Re-Examination

From Justice Definitions Project

What is Re-Examination?

Re-examination is the act or process of examining a witness in a court of law, after they have been cross-examined by the opposing counsel. The purpose of re-examination is only to get clarification of any doubts created in cross-examination. It allows the advocate to ask further questions but only if they are regarding any matter which arose during cross-examination.

Official definitions of Re-examination

Section 137 of the Indian Evidence Act, 1872, (IEA) and Section 142 of the Bharatiya Sakshya Adhiniyam, 2023, define Re-examination as – “The examination of a witness, subsequent to the cross-examination by the party who called him, shall be called his re-examination.” Along with this, they also define Examination-in-Chief and Cross-examination.

Black’s Law Dictionary defines it as “An examination of a witness after a cross-examination, upon matters arising out of such cross-examination.”

Objective of Re-examination

The purpose of re-examination is to ask questions which would give an explanation to the answers given by the witness in cross-examination. It is to clear obscurities and also put new facts which came out during cross-examination, in proper perspective.

The Supreme Court while exhaustively discussing the object of re-examination, held that not only are ambiguities regarding cross-examination cleared in this procedure, but also, any other explanation that the Public Prosecutor might require.[1] So, the Public Prosecutor has the freedom to ask questions he deems necessary for that purpose, subject to the control of the court.

Rules followed during Re-Examination

Order of Examination

The order for the examination of witnesses is mentioned in Section 138 of the Indian Evidence Act and Section 143 of Bharatiya Sakshya Adhiniyam – examination-in-chief, followed by cross-examination, and lastly, a re-examination.

Questions during Re-Examination

The re-examination must be confined to the explanation of matters arising in cross-examination. Further, it has been held that one cannot supplement examination-in-chief with re-examination and start introducing new facts without concern for cross-examination.[2] New matters can be introduced during re-examination only with the permission of the Court, and then the opposing party has the right to cross-examine the witness on the same point.

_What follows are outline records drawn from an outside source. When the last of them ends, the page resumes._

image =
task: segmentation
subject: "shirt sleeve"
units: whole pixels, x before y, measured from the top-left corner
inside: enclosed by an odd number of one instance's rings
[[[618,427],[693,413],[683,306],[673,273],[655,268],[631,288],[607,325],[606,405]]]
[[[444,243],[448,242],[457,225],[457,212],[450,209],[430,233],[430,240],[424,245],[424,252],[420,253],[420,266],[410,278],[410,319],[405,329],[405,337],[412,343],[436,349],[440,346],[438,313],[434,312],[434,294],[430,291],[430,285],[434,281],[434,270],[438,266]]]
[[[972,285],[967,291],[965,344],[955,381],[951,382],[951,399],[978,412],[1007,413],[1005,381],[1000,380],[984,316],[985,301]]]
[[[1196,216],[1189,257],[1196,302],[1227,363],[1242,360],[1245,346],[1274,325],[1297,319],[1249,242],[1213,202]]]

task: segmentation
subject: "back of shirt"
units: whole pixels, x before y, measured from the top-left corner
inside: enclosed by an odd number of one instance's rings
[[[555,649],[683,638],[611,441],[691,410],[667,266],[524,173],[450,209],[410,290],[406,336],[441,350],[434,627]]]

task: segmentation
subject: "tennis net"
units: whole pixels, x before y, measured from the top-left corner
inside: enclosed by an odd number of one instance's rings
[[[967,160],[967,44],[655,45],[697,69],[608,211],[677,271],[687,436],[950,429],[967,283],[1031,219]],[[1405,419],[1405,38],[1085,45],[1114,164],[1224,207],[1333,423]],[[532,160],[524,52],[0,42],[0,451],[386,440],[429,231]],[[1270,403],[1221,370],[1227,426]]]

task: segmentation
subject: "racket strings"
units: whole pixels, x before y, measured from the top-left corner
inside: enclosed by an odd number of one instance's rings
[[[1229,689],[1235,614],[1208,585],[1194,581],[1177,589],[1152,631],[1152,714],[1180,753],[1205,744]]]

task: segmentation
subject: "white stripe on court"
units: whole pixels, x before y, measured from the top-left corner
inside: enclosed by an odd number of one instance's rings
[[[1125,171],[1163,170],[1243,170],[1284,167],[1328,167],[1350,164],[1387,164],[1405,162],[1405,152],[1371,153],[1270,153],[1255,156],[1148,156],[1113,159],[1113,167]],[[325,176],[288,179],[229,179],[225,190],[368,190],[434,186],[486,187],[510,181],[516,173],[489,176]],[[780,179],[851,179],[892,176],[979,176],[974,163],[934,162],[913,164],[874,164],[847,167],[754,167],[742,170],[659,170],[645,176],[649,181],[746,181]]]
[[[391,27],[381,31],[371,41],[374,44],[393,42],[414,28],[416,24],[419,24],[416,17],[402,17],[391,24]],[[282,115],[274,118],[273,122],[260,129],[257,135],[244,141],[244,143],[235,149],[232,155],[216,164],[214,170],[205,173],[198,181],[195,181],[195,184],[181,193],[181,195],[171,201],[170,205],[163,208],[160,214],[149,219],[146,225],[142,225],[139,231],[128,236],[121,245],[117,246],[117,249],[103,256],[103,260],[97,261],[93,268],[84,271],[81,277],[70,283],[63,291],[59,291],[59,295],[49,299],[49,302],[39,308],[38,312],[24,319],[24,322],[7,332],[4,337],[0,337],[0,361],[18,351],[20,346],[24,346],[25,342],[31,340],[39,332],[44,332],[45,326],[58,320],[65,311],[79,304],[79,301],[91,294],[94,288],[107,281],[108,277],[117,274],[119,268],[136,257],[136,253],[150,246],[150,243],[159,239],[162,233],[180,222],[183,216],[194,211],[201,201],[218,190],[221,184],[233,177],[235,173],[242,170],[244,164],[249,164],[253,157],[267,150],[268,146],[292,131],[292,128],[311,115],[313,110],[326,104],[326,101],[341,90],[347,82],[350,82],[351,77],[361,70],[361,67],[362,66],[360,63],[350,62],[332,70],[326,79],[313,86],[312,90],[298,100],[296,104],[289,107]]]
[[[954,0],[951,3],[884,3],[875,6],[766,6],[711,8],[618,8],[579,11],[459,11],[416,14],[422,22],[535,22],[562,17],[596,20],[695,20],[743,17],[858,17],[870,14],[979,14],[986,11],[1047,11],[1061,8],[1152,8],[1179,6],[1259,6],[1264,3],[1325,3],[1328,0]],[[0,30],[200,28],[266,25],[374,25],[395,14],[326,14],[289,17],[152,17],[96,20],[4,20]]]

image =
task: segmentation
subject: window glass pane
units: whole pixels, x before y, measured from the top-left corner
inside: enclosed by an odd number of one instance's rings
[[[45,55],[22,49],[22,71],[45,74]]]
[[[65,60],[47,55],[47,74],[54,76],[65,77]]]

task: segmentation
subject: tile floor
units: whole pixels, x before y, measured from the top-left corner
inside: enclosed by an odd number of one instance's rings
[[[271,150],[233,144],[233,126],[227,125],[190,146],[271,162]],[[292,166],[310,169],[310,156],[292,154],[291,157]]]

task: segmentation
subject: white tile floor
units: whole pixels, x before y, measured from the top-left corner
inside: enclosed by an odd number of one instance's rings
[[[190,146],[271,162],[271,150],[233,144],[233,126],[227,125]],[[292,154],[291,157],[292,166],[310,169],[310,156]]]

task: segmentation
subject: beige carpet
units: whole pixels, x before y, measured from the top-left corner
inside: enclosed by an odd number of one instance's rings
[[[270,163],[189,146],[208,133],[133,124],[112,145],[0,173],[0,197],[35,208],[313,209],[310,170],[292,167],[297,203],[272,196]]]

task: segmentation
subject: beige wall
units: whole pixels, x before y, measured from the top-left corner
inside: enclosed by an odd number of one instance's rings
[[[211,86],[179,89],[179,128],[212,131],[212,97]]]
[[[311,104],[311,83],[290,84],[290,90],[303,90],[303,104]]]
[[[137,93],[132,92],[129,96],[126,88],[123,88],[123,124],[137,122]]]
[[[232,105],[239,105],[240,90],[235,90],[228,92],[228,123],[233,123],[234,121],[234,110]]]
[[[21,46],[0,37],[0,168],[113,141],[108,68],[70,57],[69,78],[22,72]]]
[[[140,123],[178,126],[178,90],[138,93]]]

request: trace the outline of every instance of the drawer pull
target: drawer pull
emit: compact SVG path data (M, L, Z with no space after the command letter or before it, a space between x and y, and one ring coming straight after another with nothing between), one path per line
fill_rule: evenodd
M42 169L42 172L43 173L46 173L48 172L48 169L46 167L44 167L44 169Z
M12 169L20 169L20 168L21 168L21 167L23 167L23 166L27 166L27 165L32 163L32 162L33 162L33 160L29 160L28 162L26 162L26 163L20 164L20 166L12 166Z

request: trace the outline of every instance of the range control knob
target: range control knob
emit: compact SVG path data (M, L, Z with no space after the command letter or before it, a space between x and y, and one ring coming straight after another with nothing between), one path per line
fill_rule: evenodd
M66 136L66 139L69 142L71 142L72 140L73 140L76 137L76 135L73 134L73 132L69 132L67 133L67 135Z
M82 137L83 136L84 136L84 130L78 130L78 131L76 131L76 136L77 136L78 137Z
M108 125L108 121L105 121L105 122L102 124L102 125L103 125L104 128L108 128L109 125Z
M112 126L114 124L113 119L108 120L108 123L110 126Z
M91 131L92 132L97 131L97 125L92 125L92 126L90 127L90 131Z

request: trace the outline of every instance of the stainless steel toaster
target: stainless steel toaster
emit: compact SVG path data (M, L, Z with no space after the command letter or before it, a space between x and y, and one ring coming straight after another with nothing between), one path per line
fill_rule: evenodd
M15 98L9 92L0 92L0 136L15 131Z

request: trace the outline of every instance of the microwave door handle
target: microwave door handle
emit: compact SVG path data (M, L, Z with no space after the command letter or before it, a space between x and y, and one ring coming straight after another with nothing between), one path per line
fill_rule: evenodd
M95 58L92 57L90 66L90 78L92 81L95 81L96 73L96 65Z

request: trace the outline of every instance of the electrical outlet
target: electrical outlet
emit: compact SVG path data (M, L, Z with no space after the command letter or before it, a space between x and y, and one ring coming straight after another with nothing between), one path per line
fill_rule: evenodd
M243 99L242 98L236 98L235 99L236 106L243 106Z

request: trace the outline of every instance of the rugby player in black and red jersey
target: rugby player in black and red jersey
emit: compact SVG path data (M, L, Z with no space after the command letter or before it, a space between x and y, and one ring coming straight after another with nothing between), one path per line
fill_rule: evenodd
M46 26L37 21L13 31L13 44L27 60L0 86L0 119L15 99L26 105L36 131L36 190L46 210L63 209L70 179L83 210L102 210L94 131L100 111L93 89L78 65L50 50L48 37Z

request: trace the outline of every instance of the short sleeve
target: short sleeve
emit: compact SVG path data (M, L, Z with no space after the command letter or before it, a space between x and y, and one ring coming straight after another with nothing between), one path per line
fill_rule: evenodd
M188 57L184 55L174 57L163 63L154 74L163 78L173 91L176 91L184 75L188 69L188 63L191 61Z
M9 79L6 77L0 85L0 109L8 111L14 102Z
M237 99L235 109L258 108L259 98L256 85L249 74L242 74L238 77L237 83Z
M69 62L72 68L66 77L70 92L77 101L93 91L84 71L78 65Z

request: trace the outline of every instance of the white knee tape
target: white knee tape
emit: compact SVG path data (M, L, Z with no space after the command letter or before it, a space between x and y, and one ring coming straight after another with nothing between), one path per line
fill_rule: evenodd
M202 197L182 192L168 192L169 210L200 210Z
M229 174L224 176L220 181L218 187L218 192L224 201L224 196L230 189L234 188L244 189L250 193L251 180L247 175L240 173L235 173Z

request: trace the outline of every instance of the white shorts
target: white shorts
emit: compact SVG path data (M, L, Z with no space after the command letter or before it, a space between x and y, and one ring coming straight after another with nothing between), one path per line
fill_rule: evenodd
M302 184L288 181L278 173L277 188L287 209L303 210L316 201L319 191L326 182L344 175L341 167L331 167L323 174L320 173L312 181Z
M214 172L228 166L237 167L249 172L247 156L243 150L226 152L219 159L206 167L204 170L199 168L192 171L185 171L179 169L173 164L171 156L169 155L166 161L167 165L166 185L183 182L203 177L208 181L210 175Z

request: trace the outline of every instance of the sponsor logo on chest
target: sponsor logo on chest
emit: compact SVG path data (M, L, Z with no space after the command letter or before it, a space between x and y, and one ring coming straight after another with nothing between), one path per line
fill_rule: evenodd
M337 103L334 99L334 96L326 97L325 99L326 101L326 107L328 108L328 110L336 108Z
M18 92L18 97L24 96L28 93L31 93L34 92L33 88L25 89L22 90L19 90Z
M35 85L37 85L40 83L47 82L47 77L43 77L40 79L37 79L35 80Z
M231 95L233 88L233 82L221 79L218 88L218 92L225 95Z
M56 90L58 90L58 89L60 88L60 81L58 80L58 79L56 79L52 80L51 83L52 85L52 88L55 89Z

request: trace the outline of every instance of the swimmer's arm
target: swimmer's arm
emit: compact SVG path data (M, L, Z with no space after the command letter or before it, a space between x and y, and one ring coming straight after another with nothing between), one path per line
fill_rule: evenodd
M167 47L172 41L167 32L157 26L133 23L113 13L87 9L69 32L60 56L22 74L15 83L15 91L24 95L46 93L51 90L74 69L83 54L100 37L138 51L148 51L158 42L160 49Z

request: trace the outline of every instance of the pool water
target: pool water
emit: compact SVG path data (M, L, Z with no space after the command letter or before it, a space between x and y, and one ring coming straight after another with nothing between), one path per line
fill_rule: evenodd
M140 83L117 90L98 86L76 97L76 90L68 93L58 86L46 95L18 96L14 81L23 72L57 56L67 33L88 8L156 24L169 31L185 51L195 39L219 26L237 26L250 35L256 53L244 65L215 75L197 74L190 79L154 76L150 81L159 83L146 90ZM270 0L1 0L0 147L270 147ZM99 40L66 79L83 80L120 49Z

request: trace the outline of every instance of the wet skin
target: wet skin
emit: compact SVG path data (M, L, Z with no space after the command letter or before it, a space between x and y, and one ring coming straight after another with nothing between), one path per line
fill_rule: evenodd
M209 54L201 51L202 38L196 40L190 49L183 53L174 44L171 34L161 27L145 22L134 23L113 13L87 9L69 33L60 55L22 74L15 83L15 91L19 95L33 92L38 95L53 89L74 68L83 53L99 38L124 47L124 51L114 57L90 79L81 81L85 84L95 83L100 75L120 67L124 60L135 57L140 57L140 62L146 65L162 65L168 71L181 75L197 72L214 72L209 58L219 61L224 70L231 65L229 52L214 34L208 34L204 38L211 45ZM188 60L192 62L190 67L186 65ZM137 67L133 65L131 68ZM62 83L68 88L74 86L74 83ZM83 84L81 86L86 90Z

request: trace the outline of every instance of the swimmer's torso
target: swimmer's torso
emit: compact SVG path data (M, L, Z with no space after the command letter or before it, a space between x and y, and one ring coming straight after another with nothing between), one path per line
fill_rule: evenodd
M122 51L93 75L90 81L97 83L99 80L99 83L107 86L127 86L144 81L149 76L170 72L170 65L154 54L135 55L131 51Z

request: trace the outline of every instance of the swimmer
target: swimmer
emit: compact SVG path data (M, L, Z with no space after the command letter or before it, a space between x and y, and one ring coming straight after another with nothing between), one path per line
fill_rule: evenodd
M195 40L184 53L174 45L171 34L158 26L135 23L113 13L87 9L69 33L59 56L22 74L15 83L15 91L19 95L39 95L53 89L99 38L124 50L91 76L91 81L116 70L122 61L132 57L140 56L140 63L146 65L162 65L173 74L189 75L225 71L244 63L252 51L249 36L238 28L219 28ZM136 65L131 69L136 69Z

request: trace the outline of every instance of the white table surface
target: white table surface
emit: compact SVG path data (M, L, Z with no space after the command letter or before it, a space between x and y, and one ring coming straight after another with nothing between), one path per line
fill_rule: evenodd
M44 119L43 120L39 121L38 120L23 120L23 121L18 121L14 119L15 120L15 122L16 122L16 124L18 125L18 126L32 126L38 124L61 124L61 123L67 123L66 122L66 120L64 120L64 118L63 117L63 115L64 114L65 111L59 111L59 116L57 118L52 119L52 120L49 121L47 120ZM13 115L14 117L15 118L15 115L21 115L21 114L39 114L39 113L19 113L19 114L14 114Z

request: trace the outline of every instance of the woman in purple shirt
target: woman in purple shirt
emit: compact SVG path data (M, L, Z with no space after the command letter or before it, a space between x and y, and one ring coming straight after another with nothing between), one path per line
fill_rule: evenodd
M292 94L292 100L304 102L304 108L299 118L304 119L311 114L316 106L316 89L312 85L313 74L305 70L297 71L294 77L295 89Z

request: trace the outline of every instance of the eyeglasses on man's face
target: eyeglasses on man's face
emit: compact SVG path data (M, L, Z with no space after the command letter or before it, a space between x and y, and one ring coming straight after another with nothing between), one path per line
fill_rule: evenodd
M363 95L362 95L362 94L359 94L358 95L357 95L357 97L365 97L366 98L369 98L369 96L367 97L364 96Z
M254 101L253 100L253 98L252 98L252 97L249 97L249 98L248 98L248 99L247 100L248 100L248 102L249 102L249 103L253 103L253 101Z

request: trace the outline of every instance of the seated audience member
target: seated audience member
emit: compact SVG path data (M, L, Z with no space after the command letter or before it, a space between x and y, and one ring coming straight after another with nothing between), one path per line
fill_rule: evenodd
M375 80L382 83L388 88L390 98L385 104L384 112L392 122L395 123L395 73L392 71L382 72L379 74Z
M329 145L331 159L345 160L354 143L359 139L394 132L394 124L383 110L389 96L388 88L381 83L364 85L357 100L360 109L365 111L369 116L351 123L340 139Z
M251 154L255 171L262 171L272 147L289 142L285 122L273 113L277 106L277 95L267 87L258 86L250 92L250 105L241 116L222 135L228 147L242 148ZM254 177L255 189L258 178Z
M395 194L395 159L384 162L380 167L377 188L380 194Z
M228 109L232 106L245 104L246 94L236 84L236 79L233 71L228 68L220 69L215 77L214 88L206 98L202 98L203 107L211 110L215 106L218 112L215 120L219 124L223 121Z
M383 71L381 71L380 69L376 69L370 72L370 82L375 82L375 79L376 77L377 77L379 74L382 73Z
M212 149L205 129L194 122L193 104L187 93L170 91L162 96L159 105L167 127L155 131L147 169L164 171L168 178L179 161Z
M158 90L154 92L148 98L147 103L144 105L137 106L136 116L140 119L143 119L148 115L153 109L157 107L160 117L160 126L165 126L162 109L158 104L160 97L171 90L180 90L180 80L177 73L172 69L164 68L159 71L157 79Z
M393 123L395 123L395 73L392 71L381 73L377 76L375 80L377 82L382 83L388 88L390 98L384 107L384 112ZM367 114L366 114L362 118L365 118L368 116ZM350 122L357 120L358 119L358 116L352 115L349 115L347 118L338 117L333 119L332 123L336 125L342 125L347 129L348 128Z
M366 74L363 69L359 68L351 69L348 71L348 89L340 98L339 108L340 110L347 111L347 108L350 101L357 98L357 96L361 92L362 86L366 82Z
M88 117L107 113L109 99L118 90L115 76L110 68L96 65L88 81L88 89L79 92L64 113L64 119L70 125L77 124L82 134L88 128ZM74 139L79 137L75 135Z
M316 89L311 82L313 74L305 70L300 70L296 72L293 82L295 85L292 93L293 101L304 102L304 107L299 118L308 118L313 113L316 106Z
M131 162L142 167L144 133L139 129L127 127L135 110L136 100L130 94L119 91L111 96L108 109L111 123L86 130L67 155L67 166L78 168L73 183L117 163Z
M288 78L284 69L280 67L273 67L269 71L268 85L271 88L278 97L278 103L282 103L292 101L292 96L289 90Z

Recall of witness by Courts

The Allahabad High Court held that while it possess the authority to summon any witness under Section 311 of Code of Criminal Procedure, it cannot invoke casually at the mere request of a litigant. The authority is exercised only when it is essential to summon a witness necessary for the just decision of a case. Further, it also held that discrepancies in the examination and cross-examination of a witness do not give rise for grounds to recall witness or call another witness.[3]

Importance of Re-Examination

The Supreme Court held that the closing of prosecution evidence is not an absolute bar to summon and examine or recall and re-examine a witness at any stage. It is based on the test of essentiality of evidence, that the Court could re-call the witness for re-examination. The Court held that filling in the lacunae of the prosecution’s case cannot bar the allowance of an application under Section 311 CrPC.[4] This is to prevent derailment of justice, and ensure that the truth is discovered, to manifest justice.

The Madhya Pradesh High Court held the re-examination should be done to the satisfaction of the court, as it is paramount for the just decision of the case. At the same time it held that allowing re-examination must be used sparingly and judiciously with utmost care and caution to obtain the truth and proof of the facts.[5]

Research that engages with Re-Examination

Re-Examination

This paper by Judith Robinson, claims that the process of re-examination is the trickiest part of witness testimony, as there may be very little to almost no preparation of witnesses for the same. Thus, the author argues that this process should be approached with considerable caution, especially when some inconsistency as arisen between the examination-in-chief and cross-examination.


  1. Rammi Alias Rameshwar v. State of Madhya Pradesh, 1999 (8) SCC 649.
  2. Pannayar v. State of Tamil Nadu, by Inspector of Police, AIR 2010 SC 85.
  3. Ashutosh Yadav v. State of UP, 2024 SCC OnLine All 1018.
  4. Varsha Garg v. State of M.P, 2022 SCC OnLine SC 986.
  5. Paijaram v. State of M.P., M.Cr.C. No. 11624/2016.